The trappin gene famliy: structue, function and evolution

Authors: Liu, Ge - George; Bickhart, Derek

Submitted to: Cattle: Domestication, Disease and Environment
Publication Type: Review Article
Publication Acceptance Date: 7/17/2012
Publication Date: 5/10/2013
Citation: Liu, G., Bickhart, D.M. 2013. The trappin gene famliy: structue, function and evolution. Cattle: Domestication, Disease and Environment. 1st edition. Hauppauge, NY: Nova Science Publishers, Inc. 25-38 p.

Interpretive Summary: Trappins are a family of small secretary host-defense peptides that have many functions. This book chapter reviews trappin genes, protein structures and functions; examines their roles in mammalian evolution and domestication and concludes with their therapeutic potentials in human and animal health. Farmers, Scientist, and policy planners who need improve animal health and production based on genome-enable animal selection will benefit from this chapter.

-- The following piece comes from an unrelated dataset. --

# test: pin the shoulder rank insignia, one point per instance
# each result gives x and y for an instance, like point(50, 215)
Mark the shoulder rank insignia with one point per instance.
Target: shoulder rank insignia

Technical Abstract: Trappins are a family of small secretary host-defense peptides that have many functions. Most members exhibit antiprotease and antimicrobial activities, while others influence inflammation, immunity and the promotion of tissue repair. Considered to be important guardians of mucosal surfaces, trappins possess an N-terminal transglutaminase substrate (TGS) domain and a C-terminal whey acidic protein (WAP) four-disulphide core (WFDC) domain. The numbers and compositions of trappin genes vary among eutherian mammalian species. While there is a single trappin-2 gene in human and sheep, no trappin gene was found in mouse and rat. By contrast, multiple duplicated trappin paralogs were found in pig, cattle, guinea pig, armadillo and Afrotherian species (elephant, tenrec, and hyrax). Trappin duplication events appear to have occurred independently in these mammalian lineages over a long time period, suggesting their potential roles in species formation and animal domestication. Recent duplication and accelerated evolution of trappin genes in pig, cattle and armadillo demonstrate that mammalian genomes have the capability to form trappin multigenes to acquire antimicrobial activities for niche-specific pathogens.